Absolute arterial cerebral blood volume quantification using inflow vascular-space-occupancy with dynamic subtraction magnetic resonance imaging

Affiliations

Absolute arterial cerebral blood volume quantification using inflow vascular-space-occupancy with dynamic subtraction magnetic resonance imaging

Manus J Donahue et al. J Cereb Blood Flow Metab. 2010 Jul.

Abstract

In patients with steno-occlusive disease of the internal carotid artery (ICA), cerebral blood flow may be maintained by autoregulatory increases in arterial cerebral blood volume (aCBV). Therefore, characterizing aCBV may be useful for understanding hemodynamic compensation strategies. A new 'inflow vascular-space-occupancy with dynamic subtraction (iVASO-DS)' MRI approach is presented where aCBV (mL blood/100 mL parenchyma) is quantified without contrast agents using the difference between images with and without inflowing blood water signal.
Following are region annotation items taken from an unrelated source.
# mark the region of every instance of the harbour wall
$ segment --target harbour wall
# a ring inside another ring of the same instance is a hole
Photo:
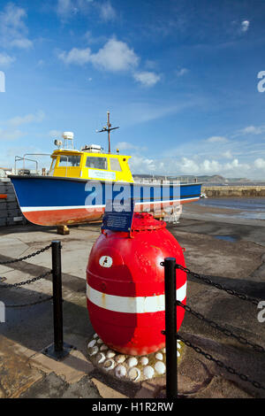
[[[202,186],[201,192],[211,197],[265,197],[265,186]]]

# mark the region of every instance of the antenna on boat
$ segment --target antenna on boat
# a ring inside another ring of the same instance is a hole
[[[107,112],[107,126],[104,126],[102,130],[97,130],[96,133],[108,132],[109,153],[110,153],[110,132],[111,130],[116,130],[117,128],[119,127],[111,127],[111,124],[110,122],[110,112]]]

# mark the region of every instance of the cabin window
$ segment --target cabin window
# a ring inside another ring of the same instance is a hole
[[[77,155],[72,156],[60,156],[59,166],[60,167],[76,167],[80,165],[81,157]]]
[[[87,167],[91,167],[92,169],[108,169],[107,158],[87,158]]]
[[[57,158],[53,158],[52,162],[51,162],[51,166],[50,166],[50,168],[49,168],[49,174],[53,174],[53,173],[54,173],[56,161],[57,161]]]
[[[110,171],[121,172],[119,160],[117,158],[110,158]]]

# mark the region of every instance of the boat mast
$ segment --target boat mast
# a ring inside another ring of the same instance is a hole
[[[107,112],[107,126],[104,126],[102,130],[97,130],[96,133],[108,132],[108,140],[109,140],[109,153],[110,153],[110,132],[111,130],[116,130],[119,127],[112,127],[110,121],[110,112]]]

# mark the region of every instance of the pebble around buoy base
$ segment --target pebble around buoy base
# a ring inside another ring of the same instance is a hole
[[[178,342],[178,359],[182,349],[183,345]],[[140,382],[161,377],[166,373],[165,348],[146,356],[129,356],[110,350],[95,334],[87,343],[87,352],[89,360],[96,368],[120,381]]]

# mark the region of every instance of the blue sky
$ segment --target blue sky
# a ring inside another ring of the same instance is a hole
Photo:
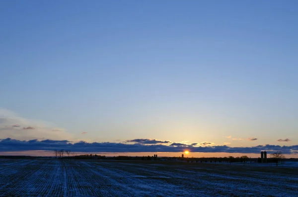
[[[1,1],[0,138],[297,144],[298,5]]]

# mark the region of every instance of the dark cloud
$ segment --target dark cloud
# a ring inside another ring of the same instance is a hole
[[[170,143],[170,141],[167,140],[158,140],[156,139],[130,139],[125,141],[126,142],[136,142],[138,143],[144,144],[155,144],[157,143]]]
[[[183,143],[174,142],[170,144],[170,146],[187,146],[188,144],[186,144]]]
[[[35,128],[34,128],[34,127],[23,127],[23,129],[24,130],[35,130]]]
[[[285,139],[280,139],[277,140],[278,141],[290,141],[291,139],[287,138]]]
[[[250,141],[254,141],[254,140],[257,140],[258,138],[255,138],[255,137],[250,137],[248,138],[249,140]]]
[[[209,142],[208,141],[205,141],[204,142],[200,143],[200,145],[203,145],[203,146],[206,146],[207,145],[210,145],[210,144],[213,144],[213,143]]]
[[[174,145],[172,145],[174,144]],[[70,150],[73,152],[181,152],[185,148],[192,152],[226,152],[240,153],[257,153],[266,150],[268,154],[277,151],[282,151],[284,154],[297,154],[298,145],[279,146],[266,144],[252,147],[234,147],[226,145],[194,146],[182,143],[172,143],[171,145],[164,144],[133,144],[123,143],[93,142],[83,141],[72,143],[68,140],[53,140],[45,139],[39,141],[19,140],[10,138],[0,139],[0,152],[17,151],[22,150],[48,150],[57,149]]]

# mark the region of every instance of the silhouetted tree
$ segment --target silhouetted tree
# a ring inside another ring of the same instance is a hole
[[[71,151],[70,150],[66,150],[65,152],[67,154],[68,157],[69,157],[71,154]]]
[[[286,157],[285,157],[284,153],[282,151],[277,151],[271,154],[271,158],[276,162],[276,166],[278,166],[279,160],[281,159],[285,158]]]
[[[230,156],[228,157],[228,160],[230,162],[230,164],[231,164],[231,163],[232,163],[233,161],[234,161],[234,159],[235,159],[235,158],[232,156]]]

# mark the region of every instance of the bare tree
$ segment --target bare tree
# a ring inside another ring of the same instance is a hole
[[[278,162],[281,159],[284,159],[286,158],[284,153],[282,151],[277,151],[274,153],[271,154],[271,158],[276,162],[276,166],[278,165]]]
[[[70,155],[71,154],[71,151],[70,150],[66,150],[65,152],[66,153],[66,154],[67,154],[67,156],[68,157],[69,157]]]
[[[60,153],[61,153],[60,154],[61,154],[61,156],[60,157],[61,158],[63,157],[63,154],[64,154],[64,152],[65,151],[64,149],[60,150]]]
[[[54,150],[54,154],[57,159],[57,156],[58,156],[58,150]]]

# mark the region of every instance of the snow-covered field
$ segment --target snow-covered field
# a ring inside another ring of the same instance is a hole
[[[0,159],[0,196],[11,196],[297,197],[298,168]]]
The iVASO-DS contrast mechanism is investigated (3.0 T, spatial resolution=2.4 x 2.4 x 5 mm(3)) in healthy volunteers (n=8; age=29+/-5 years), and patients with mild (n=7; age=72+/-8 years) and severe (n=10; age=73+/-8 years) ICA stenoses. aCBV was quantified in right and left hemispheres in controls, and, alongside industry standard dynamic susceptibility contrast (DSC), contralateral (cont), and ipsilateral (ips) to maximum stenosis in patients. iVASO contrast significantly correlated (R=0.67, P<0.01) with DSC-CBV after accounting for transit time discrepancies. Gray matter aCBV (mL/100 mL) was 1.60+/-0.10 (right) versus 1.61+/-0.20 (left) in controls, 1.59+/-0.38 (cont) and 1.65+/-0.37 (ips) in mild stenosis patients, and 1.72+/-0.18 (cont) and 1.58+/-0.20 (ips) in severe stenosis patients. aCBV was asymmetric (P<0.01) in 41% of patients whereas no asymmetry was found in any control. The potential of iVASO-DS for autoregulation studies is discussed in the context of existing hemodynamic literature.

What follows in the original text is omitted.